Muy importante para esta representación del hombre joven a fines del XX es la ciudad, el medio urbano. Mas aún que la ciudad lo que encontramos, por ejemplo en Historias del Kronen, es una megalópolis (Madrid), una superurbe carente de centro, donde los habitantes van de un lugar a otro en automóvil, buscando sus ambientes, las movidas. El coche, las familias con varios trabajos, todo ello contribuye a hacer de la ciudad un espacio poroso, donde se entra y sale por cualquier parte, pues el teléfono, o el coche por ejemplo, rompen los límites.

El léxico de estas novela rebosa de novedades, debido en parte a que los personajes utilizan un lenguaje bastante sincopado, donde abundan las palabras como costo, marrón, potar, bocata, litrona, talego, tripi, mogollón, guay y corbatos, entre otros innumerables neologismos.

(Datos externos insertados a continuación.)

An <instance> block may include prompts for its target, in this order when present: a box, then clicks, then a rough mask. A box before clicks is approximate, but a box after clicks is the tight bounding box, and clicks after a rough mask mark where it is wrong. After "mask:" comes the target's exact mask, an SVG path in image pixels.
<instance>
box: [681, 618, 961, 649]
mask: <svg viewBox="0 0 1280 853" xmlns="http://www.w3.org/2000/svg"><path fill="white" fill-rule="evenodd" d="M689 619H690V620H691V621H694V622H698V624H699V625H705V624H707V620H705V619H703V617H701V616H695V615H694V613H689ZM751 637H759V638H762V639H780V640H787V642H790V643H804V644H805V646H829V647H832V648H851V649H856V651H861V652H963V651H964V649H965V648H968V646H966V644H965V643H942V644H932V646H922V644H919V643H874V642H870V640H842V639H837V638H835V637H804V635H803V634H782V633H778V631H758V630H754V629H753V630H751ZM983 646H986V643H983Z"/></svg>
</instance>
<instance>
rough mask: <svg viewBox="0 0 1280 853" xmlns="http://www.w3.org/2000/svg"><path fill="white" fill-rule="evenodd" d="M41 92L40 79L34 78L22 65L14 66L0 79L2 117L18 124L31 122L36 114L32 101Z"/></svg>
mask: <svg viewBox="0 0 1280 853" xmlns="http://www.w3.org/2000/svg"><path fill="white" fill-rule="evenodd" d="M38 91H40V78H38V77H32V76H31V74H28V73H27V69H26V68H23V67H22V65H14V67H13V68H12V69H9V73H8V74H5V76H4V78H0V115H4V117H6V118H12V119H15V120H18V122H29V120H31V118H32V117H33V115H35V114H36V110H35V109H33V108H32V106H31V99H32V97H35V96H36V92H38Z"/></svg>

Una enorme cantidad de palabras que han quedado incorporadas de una manera consecuente y natural al castellano, que ya son corrientes y normales en la lengua de los jóvenes y de los menos jóvenes.

La nómina de escritores españoles que practicaron ese acercarse kronen a la realidad, es decir, sin reservas, en los años noventa resulta bastante larga, y debe incluir a Gabriela Bustelo (Veo, veo, 1996), Lucía Etxebarría (Amor, curiosidad, prozac y dudas, 1997), Ismael Grasa (De Madrid al cielo, 1994), Ray Loriga (Lo peor de todo, 1992; Héroes, 1993; Caídos del cielo, 1995), José Machado ( A dos ruedas, 1996), Pedro Maestre (Matando dinosaurios con tirachinas, 1996),Caimán Montalbán (Bar, 1995) Daniel Múgica (La ciudad de abajo, 1996), Benjamín Prado (Raro, 1995), Care Santos (La muerte de Kurt Cobain, 1997), Roger Wolfe (Dios es un perro que nos mira, 1993), y, entre los epígonos, Cristóbal Ruiz, El loco Wonder (2000), y Juan Manuel Olcese (El relevo, 2005). Aunque la mayoría de ellos han seguido en el siglo XXI trayectorias diferentes, como Loriga, a partir de Tokio ya no nos quiere (1999) o Benjamín Prado, con Alguien se acerca (1998), o el propio Mañas en su último título, Caso Karen (2005), que bien podemos decir que son más convencionales.